The show’s “no script” concept makes it more realistic, and honestly, even a bit boring at times but that’s the entire appeal of Terrace House.
These people don’t go out clubbing every night or spend hundreds of dollars on bottle service, they don’t ride around in limos or Lamborghinis and they don’t have sex at all hours of the day.
The ages of the cast members range from 18 to early 30s, but one thing is kept constant: there are always three girls and three guys. This isn’t necessarily to make relationships happen, although it can, it simply makes for interesting interactions among the entire cast.
While the show is being filmed, the cast lead their lives as usual, going to school, work or taking naps. The only difference from their daily routine is that they’re being recorded.
This results in a lot of scenes eating dinner together, lounging in the living room or laying in bed.
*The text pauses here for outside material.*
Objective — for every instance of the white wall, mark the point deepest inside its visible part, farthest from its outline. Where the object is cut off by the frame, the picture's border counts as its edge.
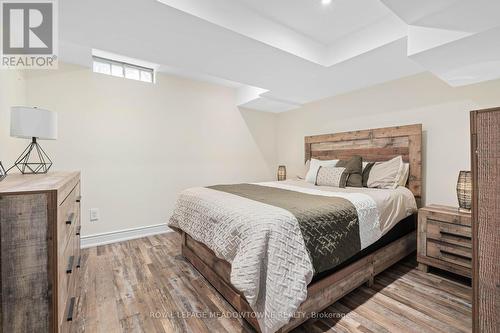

The best part of the show is how well everyone handles conflict. Honestly, Americans could learn a thing or two from them. When there’s a problem, everyone sits down and talks about it – either as a group or one on one.
And, from the way they speak, it’s clear that the issues they bring forward have been discussed off-camera as well, showing these people actually do talk to one another. Things can get heated on occasion, but there are never physical altercations.
Sounds crazy, doesn’t it? No cat fights or drunken brawls.
One of the best parts of the show may in fact be the commentators. Instead of using the standard reality TV “confessional” – that thing where someone talks directly to the camera to explain what they’re thinking – the show has a collection of comedians who summarize and discuss the events of the episode.
This doesn’t happen often, usually only at the beginning and the middle of the episode, but it provides a lot of humor. They’ve been working together for years, so they have a friendly rapport with one another, resulting in a lot of comedy.
Sure, the show is in Japanese and you’ll have to read subtitles most of the time, but plenty of other reality TV shows have been popular with language barriers – remember the Jersey Shore? They barely spoke English.
All I can say is that you should give Terrace House a shot and watch an episode or two. You might not be able to watch other reality shows again.